The proportion of people living with HIV (PLWH) who are accessing ART has increased from 24% in 2010, to 68% in 202042,43. However, with the scale-up of ART, there has also been an increase in both pre-treatment drug resistance (PDR)44,45 and acquired drug resistance14,46 to 1st-line ART regimens containing NNRTIs. Integrase inhibitors (specifically dolutegravir) are now recommended for first-line regimens by the WHO in regions where PDR exceeds 10%47. Boosted PI-containing regimens remain second line drugs following first 1st-line failure, though one unanswered question relates to the nature of viral populations during failure on PI-based ART where major mutations in protease, described largely for less potent PIs, have not emerged. Here we have comprehensively analysed viral populations present in longitudinally collected plasma samples of chronically infected HIV-1 patients under non-suppressive 2nd-line ART.

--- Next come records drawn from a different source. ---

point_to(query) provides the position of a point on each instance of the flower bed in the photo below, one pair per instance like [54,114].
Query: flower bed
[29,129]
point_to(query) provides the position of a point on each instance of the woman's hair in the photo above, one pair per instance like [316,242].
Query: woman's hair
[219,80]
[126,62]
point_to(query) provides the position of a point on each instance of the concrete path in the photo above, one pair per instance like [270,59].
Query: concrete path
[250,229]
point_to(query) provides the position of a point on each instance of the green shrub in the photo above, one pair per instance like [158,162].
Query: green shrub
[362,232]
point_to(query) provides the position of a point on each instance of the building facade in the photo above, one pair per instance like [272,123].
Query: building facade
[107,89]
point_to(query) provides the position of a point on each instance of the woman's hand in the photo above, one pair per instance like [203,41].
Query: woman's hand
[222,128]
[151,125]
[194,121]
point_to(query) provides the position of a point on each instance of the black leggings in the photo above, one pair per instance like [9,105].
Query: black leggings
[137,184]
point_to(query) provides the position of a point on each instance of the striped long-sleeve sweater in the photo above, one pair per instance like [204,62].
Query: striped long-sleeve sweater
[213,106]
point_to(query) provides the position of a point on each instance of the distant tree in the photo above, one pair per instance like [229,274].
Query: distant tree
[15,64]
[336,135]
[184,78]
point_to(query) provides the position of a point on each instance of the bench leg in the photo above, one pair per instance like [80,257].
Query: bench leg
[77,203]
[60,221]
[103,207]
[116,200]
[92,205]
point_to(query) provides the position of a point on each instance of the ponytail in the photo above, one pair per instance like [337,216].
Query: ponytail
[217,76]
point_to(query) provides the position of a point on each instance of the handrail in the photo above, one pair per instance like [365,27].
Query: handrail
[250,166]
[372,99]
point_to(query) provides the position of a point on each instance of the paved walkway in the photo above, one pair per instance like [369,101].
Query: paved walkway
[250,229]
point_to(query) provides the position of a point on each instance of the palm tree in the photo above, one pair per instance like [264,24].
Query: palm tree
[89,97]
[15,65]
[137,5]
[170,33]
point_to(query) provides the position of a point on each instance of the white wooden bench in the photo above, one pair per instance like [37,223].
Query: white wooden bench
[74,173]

With the vast majority of PLWH ho have been treated in the post-ART era, virus dynamics during non-suppressive ART are important to understand, as there may be implications for future therapeutic success. For example, broadly neutralising antibodies (bNab) are being tested not only for prevention, but also as part of remission strategies in combination with latency reversal agents. We know that HIV sensitivity to broadly neutralising antibodies (bNab) is dependent on env diversity48,49, and therefore prolonged ART failure with viral diversification could compromise sensitivity to these agents.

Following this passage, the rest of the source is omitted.